Published online by Cambridge University Press: 07 March 2023
Described Thomas James 63; Stanley F. 7; Nasmith 174; T.D. Hardy, Descriptive Catalogue of Materials Relating to the History of Great Britain and Ireland to the End of the Reign of Henry VII, Rolls Series 26, 3 vols. (London, 1865), p. 4; James, Corpus 174; Brie, vol. 2, p. vi; Matheson, Brut, p. 88; Index of Images 59.
[1]
f. 1
In the noble lande of syrrie þer was a noble king and mighty and a man of grete renoun þat men called dyocliciam þat wel and worþely […] gouernede and reuled þoruʒ his noble chi[.]alrye so þat he conquerede alle þe landes aboute him so þat almost alle þe kinges of þe worlde to him were entendaunt hit bifel þat …
f. 198v
… made hym knyght the which knyg [sic] edward whan he had regned .lj. ʒere and more the .xj. kl of iuyn he deide att shene and is beried worschipfully at westmynster on whos soule god haue mercy amen.
‘Here may a man hure engelande was fferst callede albyon and þoruʒ wham hit had þe name’. The Brut. Folio 1r is worn and the writing in places illegible. At the head of the page in a s. xvi hand: ‘William Caxtons Fructus Temporum’. Below the last line of text on f. 198v in red crayon in the hand of Matthew Parker: ‘hic desunt usque ad 7 h quinti’. In pen below this in a later hand: ‘imperfect he wrot to almost the End of Edw: 4th’. Wells Rev. 8:2818 [10]. IPMEP 374. Ed. Brie (1906–08), who used the present MS as his base text for the 1333–1377 continuation, i.e. ff. 172v–198v (vol. 2, pp. 291–332).

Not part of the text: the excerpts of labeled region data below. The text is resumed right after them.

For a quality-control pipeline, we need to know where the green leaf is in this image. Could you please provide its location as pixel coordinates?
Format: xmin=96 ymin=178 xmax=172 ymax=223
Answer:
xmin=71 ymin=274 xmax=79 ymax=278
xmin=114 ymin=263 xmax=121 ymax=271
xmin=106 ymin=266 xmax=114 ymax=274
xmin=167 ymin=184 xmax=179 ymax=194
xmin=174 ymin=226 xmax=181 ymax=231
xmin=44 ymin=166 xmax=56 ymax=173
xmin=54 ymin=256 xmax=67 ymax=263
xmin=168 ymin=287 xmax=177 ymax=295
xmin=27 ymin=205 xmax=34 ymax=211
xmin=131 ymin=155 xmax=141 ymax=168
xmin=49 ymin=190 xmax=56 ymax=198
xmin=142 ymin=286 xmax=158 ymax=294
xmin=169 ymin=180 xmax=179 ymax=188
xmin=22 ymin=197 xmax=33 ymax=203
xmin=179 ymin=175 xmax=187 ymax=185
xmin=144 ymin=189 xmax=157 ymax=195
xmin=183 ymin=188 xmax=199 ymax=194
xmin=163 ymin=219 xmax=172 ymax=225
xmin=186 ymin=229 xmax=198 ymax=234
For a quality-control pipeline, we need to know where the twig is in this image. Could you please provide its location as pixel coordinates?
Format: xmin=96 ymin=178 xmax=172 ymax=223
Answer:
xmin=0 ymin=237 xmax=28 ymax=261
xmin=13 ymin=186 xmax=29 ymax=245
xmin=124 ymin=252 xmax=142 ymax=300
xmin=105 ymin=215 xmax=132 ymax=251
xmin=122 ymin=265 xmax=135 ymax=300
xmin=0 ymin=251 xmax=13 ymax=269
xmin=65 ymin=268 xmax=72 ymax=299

Other texts: Matheson notes that the English Brut has survived in 181 medieval and post-medieval manuscripts (three of which contain two discrete texts of the work). He classifies the present MS as belonging in Group CV-1377 f.c. (i.e. Common version to 1377 with full continuation), along with BL Harley 2279, ff. 3–146; BL Stowe 68, ff. 1–189v; Manchester, John Rylands Eng 102, ff. 1–101v and Eng 103(2), ff. 1–130v; Philadelphia, Free Libr of Philadelphia Lewis 238, ff. 1–126.